2. Look, Fred, sales are declining, the product is outdated, and senior management is living in the past. I don’t think we should stay and fight. We’re only two people. After all, when the whole building is on fire, you don’t try to put it out with a little fire extinguisher: you run for your life.

3. Unless you can prove that this glass breakage occurred by human or natural means, then you must admit that my idea, that ghosts are responsible, is correct. You’ve already admitted that you can’t disprove my idea.

4. This FDA report on health and cholesterol says that eating carrots regularly will be of some help in lowering blood cholesterol. So there may be something to the “carrots are good for you” idea.

5. It is true, ladies and gentlemen, that my client killed his parents for the insurance money, but what comfort can a few dollars be to this poor, wretched man, who is now all alone in the world. Yes, he is now a poor orphan, without a father or mother–all, all alone. Do you feel nothing for his plight?

6. It’s true we overcharged our customers on these microwave ovens, but I don’t think we should give the money back. After all, the customers would only waste it or spend it on something else.
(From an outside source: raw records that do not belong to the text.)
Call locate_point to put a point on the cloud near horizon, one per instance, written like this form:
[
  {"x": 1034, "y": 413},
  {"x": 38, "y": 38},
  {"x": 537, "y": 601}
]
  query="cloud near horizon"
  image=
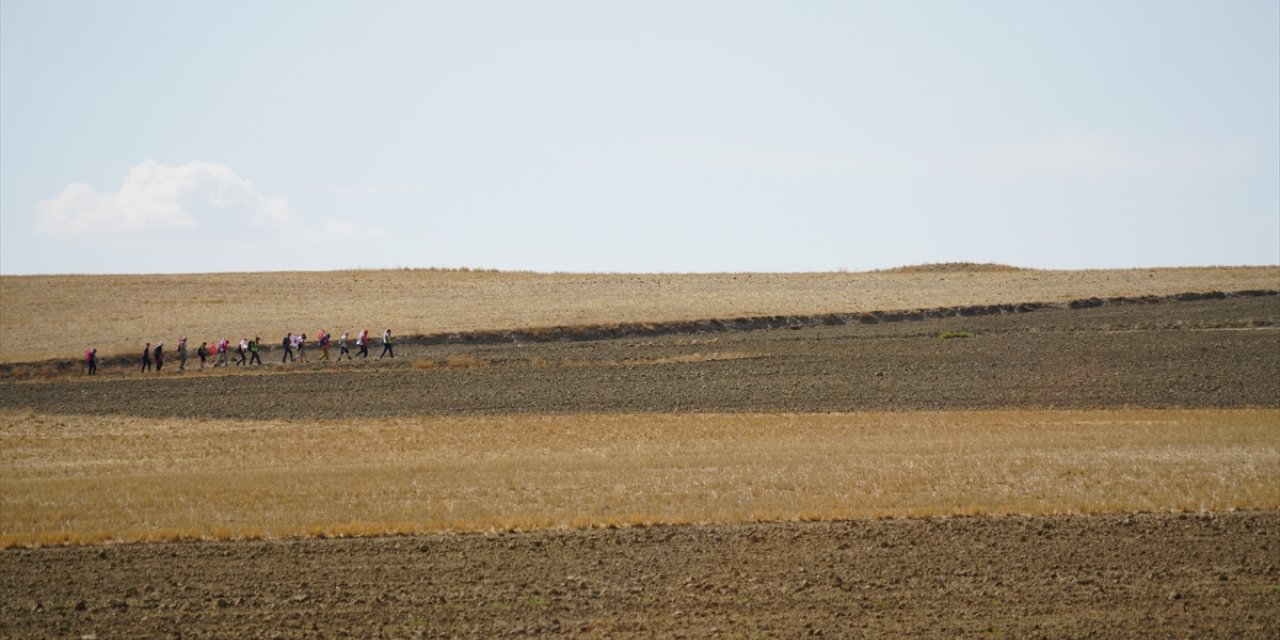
[{"x": 156, "y": 199}]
7. Learning to think well is like learning to paint well: each takes a combination of study and practice. Learn the techniques and fundamentals, and then become better through experience and application.

8. Education is a hard road to drive, full of bumps and potholes and curves, and it goes on a long time. But the road of life is also often bumpy and curvy, so the roughness of the road of education is really preparing you to drive down the road of life.

9. Professor, I don’t think you gave me a fair grade on this account of the battle of Midway. Perhaps you didn’t know that several of my close relatives were participants in that battle.

10. Since Dissolvit removes bumper sticker adhesive, it will probably remove the adhesive on price tags, too.

Material Fallacies 1 Review

Terms and Concepts

material fallacy
fallacy of irrelevance
red herring
the appeal to ignorance
analogy
faulty analogy
appeal to pity
tu quoque
a fortiori
a pari
Questions

1. Discuss the pros and cons of using analogies in arguments.

2. What are the methods for deciding whether or not an analogy is acceptable and fair in an argument?

3. How would you attack an unfair analogy?

4. Discuss how you would determine whether a legitimate comparison or a tu quoque fallacy is being committed.

Test Yourself

For each of the following, choose the single best answer.

1. The fact that other scientists are at a loss to explain how the natives learned about Sirius B proves that my theory–that ancient astronauts told the natives–is the correct one. Furthermore, no one can disprove my theory.

A. tu quoque
B. ignorance
C. false analogy
D. pity
E. no fallacy

2. Come on, professor. You’re allowed to look at the answers before the test, so we students should be allowed also.

A. tu quoque
B. ignorance
C. false analogy
D. pity
E. no fallacy

3. The staff of the Reader’s Digest carefully cuts and trims each article to be included in the Digest, so that, “after skillfully trimming away fat, bone, and gristle, it emerges as a top-quality filet mignon.”

A. tu quoque
B. ignorance
C. false analogy
D. pity
E. no fallacy

4. I know I ran the red light at eighty miles an hour, officer, but my boss threatened to fire me if I’m late one more time and I have hungry babies at home and I haven’t been feeling well since the accident I had a couple of months ago. I–I hope you’ll understand.

A. tu quoque
B. ignorance
C. false analogy
D. pity
E. no fallacy

5. I don’t want you ordering anything from that company. It’s based in Chicago and Chicago has two baseball teams I don’t like.